While Major League Baseball is one of the most popular team sports in North America, their games are the longest to watch.
Whether you choose to attend the game or watch on TV, you’re committing over 2.5 hours of your time, on average.
That is an extra 15-30 minutes more compared to basketball, hockey or football games.
In 2018, the MLB decided to address the game-length issue as it was really getting out of hand.
As a result, the league implemented a series of pace-of-play initiatives made up of time limits between innings, a timer to regulate the length of pitcher warm-up periods and the MVR rule.
And in 2023, the league will also be using a pitching clock between pitches and batters.
But let’s focus on the question you came here for…
What does MVR mean in Baseball?
MVR is an acronym for Mound Visits Remaining in baseball.
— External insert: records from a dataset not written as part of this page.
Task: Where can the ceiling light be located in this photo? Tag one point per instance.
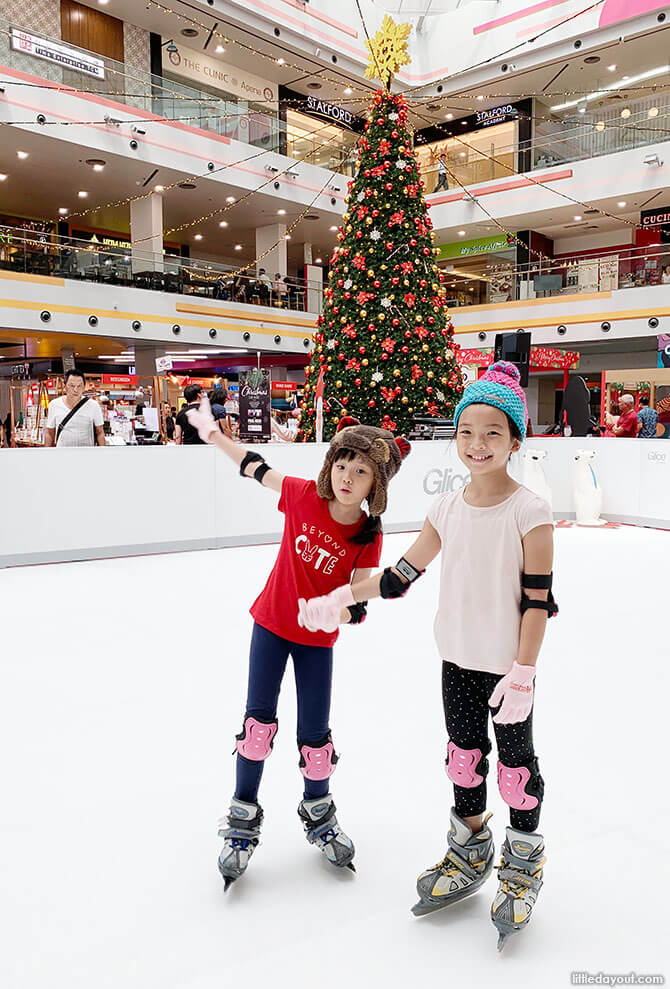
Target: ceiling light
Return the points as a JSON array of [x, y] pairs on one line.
[[598, 94]]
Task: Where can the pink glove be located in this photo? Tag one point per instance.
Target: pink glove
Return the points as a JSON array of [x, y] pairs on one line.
[[203, 420], [515, 690], [323, 614]]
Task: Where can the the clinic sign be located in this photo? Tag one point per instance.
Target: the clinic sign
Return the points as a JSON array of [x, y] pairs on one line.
[[200, 68]]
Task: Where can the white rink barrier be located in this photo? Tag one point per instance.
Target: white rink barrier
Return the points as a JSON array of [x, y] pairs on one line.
[[81, 504]]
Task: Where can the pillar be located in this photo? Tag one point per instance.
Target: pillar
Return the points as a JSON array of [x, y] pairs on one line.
[[271, 239], [146, 233]]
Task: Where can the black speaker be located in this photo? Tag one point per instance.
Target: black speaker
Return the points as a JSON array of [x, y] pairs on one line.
[[515, 348]]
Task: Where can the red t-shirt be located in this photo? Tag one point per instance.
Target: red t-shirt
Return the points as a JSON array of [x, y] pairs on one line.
[[316, 556], [628, 423]]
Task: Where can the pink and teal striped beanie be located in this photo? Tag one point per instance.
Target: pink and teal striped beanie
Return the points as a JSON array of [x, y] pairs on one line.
[[498, 387]]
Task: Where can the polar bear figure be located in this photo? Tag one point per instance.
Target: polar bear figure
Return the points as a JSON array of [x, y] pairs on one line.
[[587, 492], [533, 474]]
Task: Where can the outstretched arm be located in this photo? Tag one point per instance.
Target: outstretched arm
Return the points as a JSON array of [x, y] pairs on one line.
[[205, 423], [325, 612]]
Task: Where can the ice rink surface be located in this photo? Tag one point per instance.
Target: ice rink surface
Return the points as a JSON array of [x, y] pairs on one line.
[[123, 684]]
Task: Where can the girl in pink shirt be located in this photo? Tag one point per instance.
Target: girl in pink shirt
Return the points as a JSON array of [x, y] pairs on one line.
[[495, 597], [327, 538]]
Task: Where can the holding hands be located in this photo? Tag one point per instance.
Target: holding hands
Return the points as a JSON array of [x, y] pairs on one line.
[[323, 613]]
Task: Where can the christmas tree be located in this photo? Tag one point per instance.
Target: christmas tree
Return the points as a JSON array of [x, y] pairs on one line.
[[383, 347]]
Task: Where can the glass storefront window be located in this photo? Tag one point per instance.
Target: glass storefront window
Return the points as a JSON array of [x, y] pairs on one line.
[[478, 156], [305, 136]]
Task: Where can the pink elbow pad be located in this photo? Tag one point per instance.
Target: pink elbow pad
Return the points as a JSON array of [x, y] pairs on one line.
[[462, 765], [255, 741]]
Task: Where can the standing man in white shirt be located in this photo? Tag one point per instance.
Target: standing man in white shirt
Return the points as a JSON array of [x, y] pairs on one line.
[[74, 420]]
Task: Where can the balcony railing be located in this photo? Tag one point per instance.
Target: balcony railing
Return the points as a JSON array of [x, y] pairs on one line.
[[555, 144], [61, 257], [634, 267]]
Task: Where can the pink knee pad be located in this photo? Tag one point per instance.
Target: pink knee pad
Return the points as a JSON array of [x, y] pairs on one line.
[[512, 786], [255, 741], [317, 762], [461, 765]]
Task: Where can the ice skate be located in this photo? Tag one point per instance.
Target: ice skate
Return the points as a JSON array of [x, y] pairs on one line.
[[465, 867], [241, 833], [520, 878], [321, 829]]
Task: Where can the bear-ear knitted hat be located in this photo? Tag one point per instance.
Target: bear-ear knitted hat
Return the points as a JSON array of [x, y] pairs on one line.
[[379, 446], [499, 387]]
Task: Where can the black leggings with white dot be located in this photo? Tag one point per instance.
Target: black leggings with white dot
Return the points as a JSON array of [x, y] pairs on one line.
[[465, 695]]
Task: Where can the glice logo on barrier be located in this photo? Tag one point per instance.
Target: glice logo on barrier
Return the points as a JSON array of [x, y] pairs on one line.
[[439, 480]]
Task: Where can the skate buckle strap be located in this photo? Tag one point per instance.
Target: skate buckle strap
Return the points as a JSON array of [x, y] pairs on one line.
[[462, 765]]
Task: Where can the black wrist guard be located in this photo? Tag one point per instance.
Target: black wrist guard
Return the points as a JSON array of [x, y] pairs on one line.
[[358, 612], [261, 470], [538, 582], [393, 586]]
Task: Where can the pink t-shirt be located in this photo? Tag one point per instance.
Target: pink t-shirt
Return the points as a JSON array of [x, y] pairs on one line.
[[478, 617]]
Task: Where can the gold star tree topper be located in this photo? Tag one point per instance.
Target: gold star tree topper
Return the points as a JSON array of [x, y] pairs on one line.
[[388, 50]]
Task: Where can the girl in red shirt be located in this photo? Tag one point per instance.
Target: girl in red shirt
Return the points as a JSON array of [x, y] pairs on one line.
[[328, 539]]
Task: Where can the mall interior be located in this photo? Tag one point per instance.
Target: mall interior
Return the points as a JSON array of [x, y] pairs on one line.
[[173, 177]]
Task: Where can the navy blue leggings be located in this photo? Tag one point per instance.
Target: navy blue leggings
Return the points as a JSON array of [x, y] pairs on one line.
[[313, 666]]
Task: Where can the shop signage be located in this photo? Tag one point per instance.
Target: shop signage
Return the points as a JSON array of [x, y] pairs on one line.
[[321, 108], [236, 82], [119, 381], [255, 404], [655, 217], [484, 245], [68, 58], [497, 115]]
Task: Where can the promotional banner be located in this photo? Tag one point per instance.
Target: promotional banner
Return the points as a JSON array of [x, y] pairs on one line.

It is a rule in baseball that limits the number of times a team can visit the pitcher on the mound during a game without making a pitching change. In Major League Baseball, each team is allowed six mound visits per nine innings of regulation play.
These mound visits can be made by the manager, pitching coach, or other players (including the catcher) to discuss strategy, make pitching adjustments, or check on the pitcher's physical condition.
Certain types of mound visits do not count toward a team's limit.
For example, a visit to the mound to check on an injured player, a visit to replace a pitcher who is injured or sick, or a visit after a player has been hit by a pitch do not count against a team's mound visit limit.
Moreover, each team is granted one extra mound visit per inning for every extra inning played beyond the ninth.
How many Mound Visits did teams average before?
According to data from the 2017 MLB season, teams averaged 7.41 mound visits per game.
It's worth noting that some of these visits were not strategic in nature, but rather were made to give pitchers a breather, stall for time, or allow the bullpen more time to warm up.
Basically, teams were using the mound visits as a loophole to buy some time and make the necessary adjustments in their favor.
So, in the end, the MVR rule was devised to limit the amount of time spent on these non-strategic mound visits.
What do coaches and players talk about on Mound Visits?
During a mound visit, the manager or pitching coach may discuss things like pitch selection, defensive alignment, and how to approach the current batter.
They may also offer words of encouragement or advice to help the pitcher regain focus or confidence.
In some cases, the catcher may also provide input or suggestions based on their observations of the opposing batters.
I remember seeing the pitcher and catcher disagree on what pitch to throw, which would provoke the catcher to approach the mound.
I was never sure if the catcher was being extra cautious on the pitch selections or if the pitcher was just too stubborn and arrogant.
I’m sure it was a little of both.
Everybody on the team wants to win the game, but maybe they don’t always agree on the tactics.
In case you didn’t know, baseball is the only team sport that doesn’t use a game clock to manage the length of their games.
Instead, the length is dictated by how quickly teams can compile outs each inning. Each inning has six outs or three per team at bat.
Innings are divided in the top and bottom half.
Because there is no game clock, the matches can prolong to over 4 hours, especially when extra innings are needed.
I’m all for reducing the overall game time, as they can get out-of-hand.
If you are attending a game, the commute just adds more time to the outing.
As a kid, I remember getting anxious during visits to the mound and pitching changes.
The worst is when this transition takes 10-15 minutes, and the result is a home run by the opposing team’s batter.
All that effort, and my team still gives up the runs. Ah yes, to be a Montreal Expos fan growing up!
While I no longer have an emotional investment in any particular MLB team, at least I don’t have to grow old waiting on a pitching change anymore.